I wrote you last Sunday of Jana’s prayer: Lord I don’t know if we can bear to lose any more children.
The next night Colin, Georgia and I were by the side of Mareta’s parents as their three-year-old daughter took her last breath, as they collapsed in grief and sobbing in the hospital corridor, and again the next day as they buried her in the Latin cemetery on Mount Zion:
I share this painful story in order to share how our Father carries his people through. From the cemetery we went to see the empty Garden Tomb, and then to the Church of the Holy Sepulchre, as Mareta’s Assyrian Catholic parents clung to the hope that here Jesus made possible the resurrection to new life of those who trust in him:
When we reached our Jerusalem guesthouse a hot meal was waiting for the parents (who had neither eaten nor slept for 24 hours), prepared by Seiji and Kathy, visiting leaders from a church in Tokyo. As Colin writes they seemed to be sent by the Father for such a time as this:
God knew that despite everyone’s best efforts and prayers, Mareta would finish her race on earth in Jerusalem. He knew how devastated her parents would feel as they faced the loss of their only child. And so he brought another couple, who had also lost a little daughter, to provide them comfort as they walked through the valley of the shadow of death. He showed them in a tangible way that He was caring for them, and that they were not alone.
Mareta’s parents flew directly home that night to the comfort of their family and friends, among whom we are grateful now to be counted. Before leaving the guesthouse they asked for our prayers that the Lord might yet give them another child.
Looking on in the picture above are Johanna and Almuth, just graduated from secondary school in Germany, 18 and 19 years old respectively. It’s been just a few weeks since they sent their much-loved 16-year-old Mustafa off to his surgery, which he did not survive. I thank God that he is indeed carrying them and our other young coworkers through all these griefs. I’m proud of their strength and trust in our good Father.
Here’s the way Markus from Germany put it in tonight’s blog for 19-year-old Khalid, who you may remember last Sunday was also between life and death with uncontrolled bleeding after his surgery:
Today the doctors had good news for our friend Khalid. He was ready for discharge! After the last few days we spent together in the hospital, this tough guy and his lovely dad grew dear to my heart, so it was a special joy for me to celebrate this news with them. But when I came into their room only the dad was happy.
Khalid asked, “Why did I have this surgery? Nothing is better now and I have so much pain.”

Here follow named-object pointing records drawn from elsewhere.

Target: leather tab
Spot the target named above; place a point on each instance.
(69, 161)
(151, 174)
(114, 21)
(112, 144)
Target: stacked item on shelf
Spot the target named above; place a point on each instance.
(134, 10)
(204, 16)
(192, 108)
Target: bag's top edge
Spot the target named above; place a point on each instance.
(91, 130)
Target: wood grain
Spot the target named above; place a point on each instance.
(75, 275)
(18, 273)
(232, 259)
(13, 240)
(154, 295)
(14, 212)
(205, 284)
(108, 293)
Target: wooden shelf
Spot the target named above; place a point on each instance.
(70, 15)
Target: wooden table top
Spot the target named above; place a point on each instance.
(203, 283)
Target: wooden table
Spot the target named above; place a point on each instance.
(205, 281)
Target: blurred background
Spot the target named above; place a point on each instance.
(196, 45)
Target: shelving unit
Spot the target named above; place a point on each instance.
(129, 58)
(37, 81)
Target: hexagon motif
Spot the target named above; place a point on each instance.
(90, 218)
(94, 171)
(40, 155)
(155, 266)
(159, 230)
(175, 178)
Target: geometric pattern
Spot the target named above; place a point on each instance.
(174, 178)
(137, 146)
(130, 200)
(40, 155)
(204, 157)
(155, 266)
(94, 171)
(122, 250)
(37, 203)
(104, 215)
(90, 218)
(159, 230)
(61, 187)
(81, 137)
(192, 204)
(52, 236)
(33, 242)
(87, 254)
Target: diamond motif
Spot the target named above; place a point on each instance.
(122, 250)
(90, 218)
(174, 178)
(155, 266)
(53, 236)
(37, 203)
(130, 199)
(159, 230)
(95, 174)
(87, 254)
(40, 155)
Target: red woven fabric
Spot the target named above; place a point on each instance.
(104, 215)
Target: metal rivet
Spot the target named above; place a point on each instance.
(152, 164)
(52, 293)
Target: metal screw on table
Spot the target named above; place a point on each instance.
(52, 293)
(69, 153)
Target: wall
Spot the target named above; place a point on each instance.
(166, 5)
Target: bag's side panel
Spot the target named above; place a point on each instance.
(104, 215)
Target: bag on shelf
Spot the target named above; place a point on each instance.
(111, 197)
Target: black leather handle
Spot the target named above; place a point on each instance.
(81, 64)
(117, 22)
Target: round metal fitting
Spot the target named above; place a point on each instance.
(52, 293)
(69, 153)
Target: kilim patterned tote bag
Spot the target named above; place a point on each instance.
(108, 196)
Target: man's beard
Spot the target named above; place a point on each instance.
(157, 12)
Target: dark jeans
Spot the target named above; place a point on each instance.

Well, I think he is crossing his deepest valley at the moment. He hasn’t slept the last several nights and has no appetite. But the amazing wise father knows it better and understands that there is a very promising future for his son. It reminds me of our heavenly father, who knows everything and who has all things in His hands. We can trust Him also in moments of pain and helplessness, just like Khalid trusts his dad.

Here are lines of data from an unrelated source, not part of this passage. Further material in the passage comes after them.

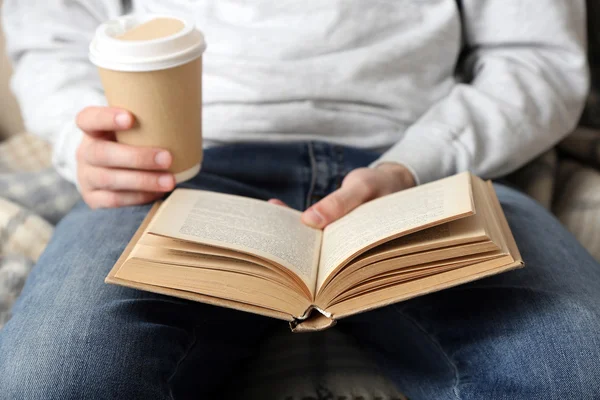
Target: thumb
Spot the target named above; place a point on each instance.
(336, 205)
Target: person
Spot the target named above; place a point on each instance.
(321, 106)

And Markus has posted another blog tonight “Please don’t stop praying” for newborn Mohammed from Kurdistan, who’s been in critical condition since his surgery, which was also last Sunday:
The doctor came to us today and told that his condition is very critical, all of his organs working not very well.

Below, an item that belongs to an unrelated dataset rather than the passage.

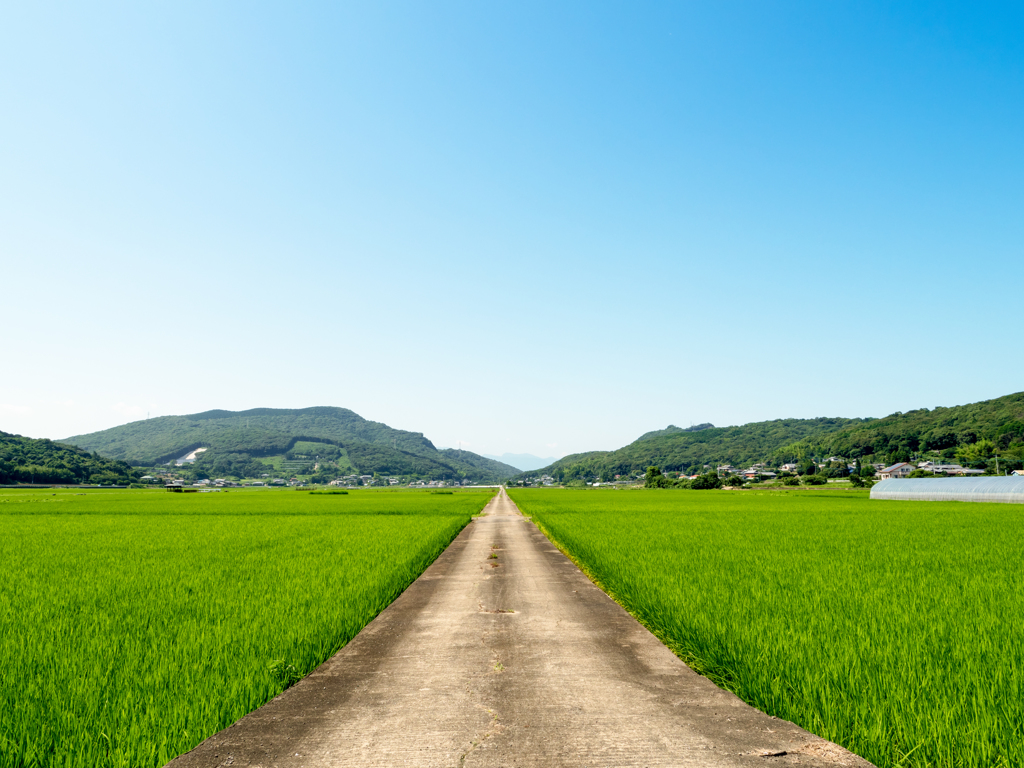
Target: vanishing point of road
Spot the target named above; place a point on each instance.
(514, 660)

In this moment, his lovely mum is staying in the Jaffa house with the other families. Tomorrow we want to bring Mohammed’s mum to him; maybe even tonight if his condition becomes very critical.
Please pray for the mum. She is very sad and doing also not well. Please pray that God prepares and protects her for the time that comes. We don’t know God’s ways, but we know that he makes no mistakes. The only way through this situation is to trust in God.
So please pray that Mohammed’s mum faces our heavenly Lord who says in Isaiah 41:13: “I am the Lord your God. I take hold of your right hand. I say to you, ‘Do not be afraid. I will help you.'”
Friends, I’ll confess that it’s not just our younger coworkers who need the Lord to carry us. I also question in these times whether we should keep paying such a high price in order to give our neighbors’ children a chance to live. But I felt the Lord’s touch and encouragement last Sunday, just while both Khalid and Mohammed were in their surgeries. Back at the Jaffa base we were in a farewell party for Halbast and Shifaa, who were flying home that day after their successful surgeries:
When it was the turn for Shifaa’s mother to speak (pictured above holding the Kurdish bible she received), her face reddened and her eyes moistened. She was overcome and for long moments unable to speak a word. It was a glimpse into the soul of a parent whose child has been restored.
And I could only think: Yes. Despite all the struggles. You keep letting these people know they are loved.
Jonathan for the Shevet Achim community
“Behold how good and how pleasant it is for brothers to dwell together in unity” (Psalm 133).